Shareholders elected Michael M. McCann and Laurel J. Krzeminski as Class C directors to serve until the 2028 annual meeting. The voting results showed 5,991,158 votes for McCann and 2,168,424 withheld, with 1,228,233 broker non-votes. Krzeminski received 5,532,195 votes with 2,627,387 withheld, alongside the same number of broker non-votes.

The compensation of the named executive officers was approved in a non-binding advisory vote, with 7,954,343 votes for, 200,293 against, and 4,946 abstentions, in addition to 1,228,233 broker non-votes. According to InvestingPro data, the company appears overvalued at current levels, despite its strong operational performance and ability to maintain healthy cash flows. InvestingPro subscribers have access to 18 additional key insights about LMB’s valuation and financial health.

An amendment to the Limbach Holdings, Inc. Amended and Restated Omnibus Incentive Plan was also approved. The amendment includes provisions for the acceleration of vesting of restricted stock units (RSUs) and performance-based stock units (PSUs) upon death, disability, retirement, or reduction in force. Specifically, RSUs will vest in full upon death or disability, and on a pro-rated basis for retirement without notice or reduction in force. For retirement with notice, RSUs will continue to vest post-retirement. The amendment also defines "Retirement" and "Reduction in Force" within the context of the plan.

Additionally, the appointment of Crowe LLP as the independent registered public accounting firm for the fiscal year ending December 31, 2025, was ratified with 9,312,307 votes for, 59,514 against, and 15,994 abstentions.

The board of directors had approved the Omnibus Plan amendment subject to shareholder approval, which was obtained at the Annual Meeting. The material terms of the amended Omnibus Plan were outlined in the company’s definitive proxy statement filed with the SEC on April 23, 2025.

This news is based on a press release statement and provides a summary of the most recent corporate events and shareholder decisions at Limbach Holdings, Inc. The company maintains a solid financial position with a moderate debt level and liquid assets exceeding short-term obligations. For detailed analysis and comprehensive insights, investors can access the full Pro Research Report available on InvestingPro, which provides in-depth coverage of LMB’s financial health, valuation metrics, and growth prospects.

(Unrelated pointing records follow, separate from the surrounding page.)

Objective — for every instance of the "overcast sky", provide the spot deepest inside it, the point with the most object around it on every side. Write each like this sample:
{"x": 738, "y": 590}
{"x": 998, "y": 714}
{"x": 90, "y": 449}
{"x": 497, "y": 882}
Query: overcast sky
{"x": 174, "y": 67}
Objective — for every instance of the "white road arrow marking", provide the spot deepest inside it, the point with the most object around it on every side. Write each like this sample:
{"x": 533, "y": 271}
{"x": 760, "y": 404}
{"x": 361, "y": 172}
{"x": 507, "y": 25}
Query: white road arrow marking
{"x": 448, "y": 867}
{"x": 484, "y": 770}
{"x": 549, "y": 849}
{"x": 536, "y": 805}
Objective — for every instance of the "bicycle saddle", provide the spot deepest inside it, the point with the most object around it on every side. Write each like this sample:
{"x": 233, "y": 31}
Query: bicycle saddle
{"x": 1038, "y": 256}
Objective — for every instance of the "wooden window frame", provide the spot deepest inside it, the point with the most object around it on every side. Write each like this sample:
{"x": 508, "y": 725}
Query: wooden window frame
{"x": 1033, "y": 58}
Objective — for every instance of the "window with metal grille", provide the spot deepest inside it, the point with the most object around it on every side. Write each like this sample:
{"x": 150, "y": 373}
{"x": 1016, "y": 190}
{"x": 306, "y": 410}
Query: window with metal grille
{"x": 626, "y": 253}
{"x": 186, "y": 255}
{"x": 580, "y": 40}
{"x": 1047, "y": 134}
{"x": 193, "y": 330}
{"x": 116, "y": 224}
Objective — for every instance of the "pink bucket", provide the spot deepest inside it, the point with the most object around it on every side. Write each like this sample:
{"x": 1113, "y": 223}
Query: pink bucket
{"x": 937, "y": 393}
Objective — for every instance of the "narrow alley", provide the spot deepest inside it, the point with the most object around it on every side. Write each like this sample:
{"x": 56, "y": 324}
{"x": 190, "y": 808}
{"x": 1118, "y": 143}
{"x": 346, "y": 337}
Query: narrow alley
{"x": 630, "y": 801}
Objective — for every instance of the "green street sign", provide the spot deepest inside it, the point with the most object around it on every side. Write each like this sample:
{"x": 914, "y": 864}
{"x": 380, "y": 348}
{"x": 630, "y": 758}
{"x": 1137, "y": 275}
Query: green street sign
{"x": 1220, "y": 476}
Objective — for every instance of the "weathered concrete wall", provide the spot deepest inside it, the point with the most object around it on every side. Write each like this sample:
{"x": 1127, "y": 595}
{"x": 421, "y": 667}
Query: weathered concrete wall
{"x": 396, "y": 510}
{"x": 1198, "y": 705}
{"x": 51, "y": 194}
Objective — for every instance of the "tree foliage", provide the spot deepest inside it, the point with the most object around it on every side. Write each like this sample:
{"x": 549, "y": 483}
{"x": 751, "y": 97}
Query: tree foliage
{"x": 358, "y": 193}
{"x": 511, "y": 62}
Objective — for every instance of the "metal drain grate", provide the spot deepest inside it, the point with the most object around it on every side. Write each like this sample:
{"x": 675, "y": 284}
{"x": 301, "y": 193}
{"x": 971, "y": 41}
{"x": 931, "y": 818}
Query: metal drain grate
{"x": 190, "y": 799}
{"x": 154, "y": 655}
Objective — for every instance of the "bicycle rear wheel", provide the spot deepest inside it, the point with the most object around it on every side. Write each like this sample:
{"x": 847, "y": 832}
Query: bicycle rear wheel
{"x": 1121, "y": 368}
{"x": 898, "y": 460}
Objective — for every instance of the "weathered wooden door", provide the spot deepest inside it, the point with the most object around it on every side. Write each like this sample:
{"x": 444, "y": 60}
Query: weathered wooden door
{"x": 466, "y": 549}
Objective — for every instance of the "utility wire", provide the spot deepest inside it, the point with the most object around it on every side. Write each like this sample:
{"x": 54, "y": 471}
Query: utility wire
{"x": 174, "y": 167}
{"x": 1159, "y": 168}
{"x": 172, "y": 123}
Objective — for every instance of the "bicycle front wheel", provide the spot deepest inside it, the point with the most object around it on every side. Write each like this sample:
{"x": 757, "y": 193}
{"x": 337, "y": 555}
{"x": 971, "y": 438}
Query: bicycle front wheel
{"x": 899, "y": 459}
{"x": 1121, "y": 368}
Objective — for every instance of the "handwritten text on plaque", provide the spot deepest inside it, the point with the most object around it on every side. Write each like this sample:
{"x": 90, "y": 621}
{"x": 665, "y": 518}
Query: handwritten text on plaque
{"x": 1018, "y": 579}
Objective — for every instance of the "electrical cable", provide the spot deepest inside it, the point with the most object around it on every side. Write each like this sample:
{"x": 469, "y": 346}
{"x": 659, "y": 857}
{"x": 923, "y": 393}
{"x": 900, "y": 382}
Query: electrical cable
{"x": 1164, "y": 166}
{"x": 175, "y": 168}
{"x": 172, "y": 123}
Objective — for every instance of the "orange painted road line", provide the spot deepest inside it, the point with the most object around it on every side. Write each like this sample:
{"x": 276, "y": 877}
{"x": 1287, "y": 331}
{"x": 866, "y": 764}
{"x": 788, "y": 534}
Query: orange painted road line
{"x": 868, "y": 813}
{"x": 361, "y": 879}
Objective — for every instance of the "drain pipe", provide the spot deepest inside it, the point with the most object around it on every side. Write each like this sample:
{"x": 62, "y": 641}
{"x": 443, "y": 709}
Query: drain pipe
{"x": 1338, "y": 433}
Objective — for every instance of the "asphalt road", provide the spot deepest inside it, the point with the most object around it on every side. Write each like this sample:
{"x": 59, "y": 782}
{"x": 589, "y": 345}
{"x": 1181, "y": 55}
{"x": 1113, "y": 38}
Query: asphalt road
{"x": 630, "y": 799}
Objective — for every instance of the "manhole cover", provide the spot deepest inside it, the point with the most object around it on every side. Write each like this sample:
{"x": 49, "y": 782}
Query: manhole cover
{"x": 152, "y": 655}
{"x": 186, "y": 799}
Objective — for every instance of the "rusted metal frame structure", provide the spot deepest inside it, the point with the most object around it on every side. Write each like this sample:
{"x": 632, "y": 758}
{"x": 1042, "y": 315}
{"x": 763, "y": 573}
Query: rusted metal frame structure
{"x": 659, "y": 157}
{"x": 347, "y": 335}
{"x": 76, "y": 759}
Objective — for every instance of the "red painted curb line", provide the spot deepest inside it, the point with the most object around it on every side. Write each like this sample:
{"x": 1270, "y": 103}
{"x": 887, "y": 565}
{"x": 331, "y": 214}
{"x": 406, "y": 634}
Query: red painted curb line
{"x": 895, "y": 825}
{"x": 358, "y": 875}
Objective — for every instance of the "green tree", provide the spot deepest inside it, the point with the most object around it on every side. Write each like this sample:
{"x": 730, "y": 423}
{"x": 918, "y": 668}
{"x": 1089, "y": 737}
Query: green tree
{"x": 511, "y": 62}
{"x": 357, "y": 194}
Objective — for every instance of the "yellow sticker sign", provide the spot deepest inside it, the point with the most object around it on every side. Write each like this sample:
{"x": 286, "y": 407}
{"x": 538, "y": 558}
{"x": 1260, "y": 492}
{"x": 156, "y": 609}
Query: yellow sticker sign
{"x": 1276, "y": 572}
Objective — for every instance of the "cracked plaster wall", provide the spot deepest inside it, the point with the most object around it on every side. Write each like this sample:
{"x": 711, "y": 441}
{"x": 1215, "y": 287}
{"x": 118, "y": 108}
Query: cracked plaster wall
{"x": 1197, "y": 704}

In other recent news, Limbach Holdings reported impressive financial results for the first quarter of 2025, surpassing market expectations. The company achieved revenues of $133.1 million, exceeding the forecast of $120.48 million, and earnings per share of $1.12, significantly higher than the anticipated $0.43. Limbach’s adjusted EBITDA stood at $15 million, outperforming the consensus projection of $10 million, largely due to higher-than-expected gross profitability. The company’s strategic focus on Owner Direct Revenue (ODR) has been a key driver, now constituting 67.9% of total revenue, with a year-over-year increase of 22% in this segment.

Additionally, Limbach’s total backlog saw a 15% increase, fueled by a 57% rise in ODR, although General Contractor Revenue (GCR) experienced a 26% decline. The company also updated its forecast for free cash flow conversion for the year to approximately 75% of its adjusted EBITDA. Stifel analysts maintained their Buy rating for Limbach Holdings, with price targets of $141 and $103, reflecting optimism about the company’s potential for further margin improvements and strategic initiatives. These developments highlight Limbach’s ongoing progress and strategic transformation, positioning it for continued growth in key markets.